Passive learning is the opportunity to just listen to or read something of interest, without having to interact with anyone, do drills or exercizes, or answer comprehension questions, or say anything when prompted.It is a tremendous way of learning because;
- you can do it anytime, even, in the case of listening, while doing other chores
- it is relatively stress-free, and usually enjoyable
- you do not have to go to a class or make an appointment with a teacher
- you can choose what to listen to and read
- if you read or listen to a variety of sources on related subjects, you can reinforce your understanding almost effortlessly
- you can tune in and tune out and you will still learn, especially if you blend different sources of similar information
- it is inexpensive
- it is easily controlled by the learner
- technology has made it easier than ever
- you reinforce the power of listening by reading and vice versa
Benny the hyper Irishman has what he terms a “bombshell” of a rant on passive listening. He tell us that
“A whole industry of language learning products is based on something that I have to frankly say that I think is absolute rubbish.

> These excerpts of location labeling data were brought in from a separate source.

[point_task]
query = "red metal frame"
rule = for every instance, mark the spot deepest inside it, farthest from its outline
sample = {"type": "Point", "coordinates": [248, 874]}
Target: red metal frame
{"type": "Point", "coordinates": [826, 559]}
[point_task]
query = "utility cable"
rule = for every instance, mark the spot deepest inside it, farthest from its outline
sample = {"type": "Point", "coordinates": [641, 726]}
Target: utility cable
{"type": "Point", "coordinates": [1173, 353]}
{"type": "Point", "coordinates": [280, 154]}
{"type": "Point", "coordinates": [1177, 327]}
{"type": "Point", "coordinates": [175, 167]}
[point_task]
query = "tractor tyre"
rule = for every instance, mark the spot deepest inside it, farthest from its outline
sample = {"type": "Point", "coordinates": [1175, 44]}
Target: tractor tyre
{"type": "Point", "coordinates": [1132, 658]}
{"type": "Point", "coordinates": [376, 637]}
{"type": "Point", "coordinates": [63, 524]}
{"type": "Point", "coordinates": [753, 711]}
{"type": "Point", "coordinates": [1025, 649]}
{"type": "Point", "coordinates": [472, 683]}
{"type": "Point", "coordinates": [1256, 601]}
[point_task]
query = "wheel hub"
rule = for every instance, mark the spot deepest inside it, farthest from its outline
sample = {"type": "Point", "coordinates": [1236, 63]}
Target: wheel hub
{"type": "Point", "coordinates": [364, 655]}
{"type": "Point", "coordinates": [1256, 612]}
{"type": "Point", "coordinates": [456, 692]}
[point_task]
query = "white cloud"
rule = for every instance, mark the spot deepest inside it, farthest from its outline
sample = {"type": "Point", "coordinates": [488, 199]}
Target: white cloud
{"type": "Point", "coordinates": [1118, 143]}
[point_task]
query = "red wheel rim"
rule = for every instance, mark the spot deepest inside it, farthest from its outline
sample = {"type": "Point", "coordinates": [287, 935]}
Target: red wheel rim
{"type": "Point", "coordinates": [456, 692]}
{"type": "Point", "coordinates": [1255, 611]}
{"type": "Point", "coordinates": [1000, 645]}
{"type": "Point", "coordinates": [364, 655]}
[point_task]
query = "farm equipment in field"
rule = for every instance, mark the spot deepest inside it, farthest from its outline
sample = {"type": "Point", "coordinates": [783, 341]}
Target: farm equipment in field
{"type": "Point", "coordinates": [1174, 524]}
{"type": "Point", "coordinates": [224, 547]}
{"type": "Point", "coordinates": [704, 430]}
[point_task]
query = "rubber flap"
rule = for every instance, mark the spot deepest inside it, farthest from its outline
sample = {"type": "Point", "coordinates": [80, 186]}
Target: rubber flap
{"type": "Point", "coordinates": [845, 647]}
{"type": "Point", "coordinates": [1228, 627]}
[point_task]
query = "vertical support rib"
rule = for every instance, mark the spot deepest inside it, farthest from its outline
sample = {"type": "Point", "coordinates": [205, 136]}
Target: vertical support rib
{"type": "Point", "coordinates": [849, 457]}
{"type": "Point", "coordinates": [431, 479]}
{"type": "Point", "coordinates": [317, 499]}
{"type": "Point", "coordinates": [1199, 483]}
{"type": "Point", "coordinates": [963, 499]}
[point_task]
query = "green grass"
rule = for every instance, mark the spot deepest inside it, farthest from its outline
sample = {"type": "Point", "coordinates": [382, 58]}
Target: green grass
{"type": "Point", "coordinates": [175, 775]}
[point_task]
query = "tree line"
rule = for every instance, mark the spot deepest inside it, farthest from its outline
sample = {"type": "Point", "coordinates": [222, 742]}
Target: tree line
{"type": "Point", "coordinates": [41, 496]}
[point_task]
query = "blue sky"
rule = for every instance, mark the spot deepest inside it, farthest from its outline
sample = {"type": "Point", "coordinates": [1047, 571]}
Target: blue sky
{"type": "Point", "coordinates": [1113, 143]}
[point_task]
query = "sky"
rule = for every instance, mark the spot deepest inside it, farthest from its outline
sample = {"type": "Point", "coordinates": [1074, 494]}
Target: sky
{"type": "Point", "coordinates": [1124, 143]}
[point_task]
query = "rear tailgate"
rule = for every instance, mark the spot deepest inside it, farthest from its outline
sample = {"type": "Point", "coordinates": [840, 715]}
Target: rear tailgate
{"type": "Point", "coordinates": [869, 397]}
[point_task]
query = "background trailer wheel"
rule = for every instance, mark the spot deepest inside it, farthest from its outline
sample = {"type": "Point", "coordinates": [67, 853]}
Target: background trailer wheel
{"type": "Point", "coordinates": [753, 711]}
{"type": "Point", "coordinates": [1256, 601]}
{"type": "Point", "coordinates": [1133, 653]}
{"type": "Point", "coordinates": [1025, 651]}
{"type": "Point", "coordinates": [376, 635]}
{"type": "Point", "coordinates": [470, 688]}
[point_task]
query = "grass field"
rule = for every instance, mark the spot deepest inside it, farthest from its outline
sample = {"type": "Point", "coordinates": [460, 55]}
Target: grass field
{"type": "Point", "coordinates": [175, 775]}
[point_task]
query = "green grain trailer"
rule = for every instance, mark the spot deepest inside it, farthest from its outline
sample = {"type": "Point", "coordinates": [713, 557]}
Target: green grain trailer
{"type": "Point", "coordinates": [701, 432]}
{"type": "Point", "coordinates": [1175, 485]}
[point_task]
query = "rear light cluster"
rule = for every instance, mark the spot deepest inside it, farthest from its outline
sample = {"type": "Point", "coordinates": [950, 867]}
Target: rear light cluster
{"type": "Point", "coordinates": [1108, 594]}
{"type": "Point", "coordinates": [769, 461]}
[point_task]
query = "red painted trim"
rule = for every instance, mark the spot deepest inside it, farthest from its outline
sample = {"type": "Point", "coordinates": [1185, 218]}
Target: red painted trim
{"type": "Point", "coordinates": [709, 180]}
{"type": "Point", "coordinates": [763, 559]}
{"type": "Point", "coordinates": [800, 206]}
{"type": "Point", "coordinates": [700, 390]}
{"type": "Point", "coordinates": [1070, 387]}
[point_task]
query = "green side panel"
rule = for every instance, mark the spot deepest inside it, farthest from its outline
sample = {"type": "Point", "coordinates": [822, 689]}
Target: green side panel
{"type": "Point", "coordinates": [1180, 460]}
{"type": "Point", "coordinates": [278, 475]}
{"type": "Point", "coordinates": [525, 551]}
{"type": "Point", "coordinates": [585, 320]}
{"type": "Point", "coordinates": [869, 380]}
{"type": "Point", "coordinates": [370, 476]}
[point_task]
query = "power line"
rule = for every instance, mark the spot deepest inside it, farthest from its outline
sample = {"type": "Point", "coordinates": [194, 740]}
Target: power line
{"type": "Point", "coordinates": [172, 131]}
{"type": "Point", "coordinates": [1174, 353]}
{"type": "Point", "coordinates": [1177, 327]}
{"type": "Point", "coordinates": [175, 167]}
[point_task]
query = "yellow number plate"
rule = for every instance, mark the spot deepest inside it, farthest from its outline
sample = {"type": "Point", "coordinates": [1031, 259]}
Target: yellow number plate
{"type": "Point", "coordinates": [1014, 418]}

Some people swear by it, and yet it rarely ever produces any useful results.
The shocking truth is that passive listening is never going to get you to fluency in a language. What’s even worse is that it won’t even help your ability to understand.”
As he often does, he constructs a straw man situation, that ” a whole industry of language learning” has thousands of people listening to unintelligible language content, and then delivers the shocking truth that this won’t work. He claims that he failed in the oral portion of his recent Geman exam because he had the German radio on in the background while he studied grammar or something. Well what did he expect?I just scanned his article but found very little earth shattering there. Just putting a language on in the background is not going to help all that much. But realistically few learners rely on that to learn. However, passively listening to content that you then can read as a transcript as we do at LingQ, and then listening to that content over and over, is a tremendously powerful way to learn, even if you tune out now and again. The problem with Benny’s article is not so much what he says, but rather the impression he tries to create, that passive listening is brain dead listening, and that we have to find a native speaker to speak to before we can learn. That is simply not true.